- Born: 2 May 1971 (age 55) Penang, Malaysia
- Occupations: Hairstylist; businessman;
- Relatives: Eleanor Lee (goddaughter)

Chinese name
- Traditional Chinese: 李榮達
- Simplified Chinese: 李荣达
- Hanyu Pinyin: Lǐ Róngdá
- Jyutping: Lei5 Wing4 Daat6
- Hokkien POJ: Lí Êng-ta̍t

= Addy Lee =

Malaysian hairstylist

Addy Lee Eng-tat (born 2 May 1971) is a Malaysian celebrity hairstylist and businessman who is based in Singapore and China. He left his hometown in Malaysia in 1984, at the age of 13, to pursue a childhood dream in Singapore. Lee is currently semi-retired and has relocated to Thailand.

==Life and career==
Lee was the youngest son of a grocery shop owner. In his young mind, he had just wished to work in an air-conditioned workplace where he didn't have to sweat and with nice clothes to wear.

In 1990, at the age of 19, he left his hometown in Penang, Malaysia and went to Singapore. For three years, he moved from one hair salon to another, gaining work experience in both the creative art of hairdressing and the competencies of running a hair salon business. Lee is, today a famed name in Singapore.

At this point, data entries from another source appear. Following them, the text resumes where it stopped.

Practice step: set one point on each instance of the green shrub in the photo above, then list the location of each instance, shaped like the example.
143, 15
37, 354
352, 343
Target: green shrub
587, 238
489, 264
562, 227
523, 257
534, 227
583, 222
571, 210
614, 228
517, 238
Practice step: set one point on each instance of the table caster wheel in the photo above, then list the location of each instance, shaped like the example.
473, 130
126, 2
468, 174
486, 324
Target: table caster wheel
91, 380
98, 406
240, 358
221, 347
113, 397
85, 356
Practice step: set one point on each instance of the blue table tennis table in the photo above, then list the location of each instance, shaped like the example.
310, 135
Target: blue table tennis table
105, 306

He has worked on his portfolio on from TV, print commercials, hairshows, seminars workshops and local artistes like Michelle Chia, Joanne Peh, Quan Yi Fong, Mark Lee, Bryan Wong and more.

Lee has opened salons in Singapore and Malaysia, and the Monsoon Hair Academy in January 2007 to coach trainees who wish to establish a career in the hairdressing and hairstyling.

Besides working as a hair stylist, Lee also did live-stream sales in China.

In 2014, Lee, with television hosts Quan Yifeng and Vivian Lai, set up the social media and production company 3x Media Production.

In September 2021, Lee started a live-stream company, Mdada, with business partners and friends Pornsak and Michelle Chia to sell products on Facebook Live.

==Personal life==
Lee is the godfather of Eleanor Lee, daughter of host Quan Yifong, who took on his surname.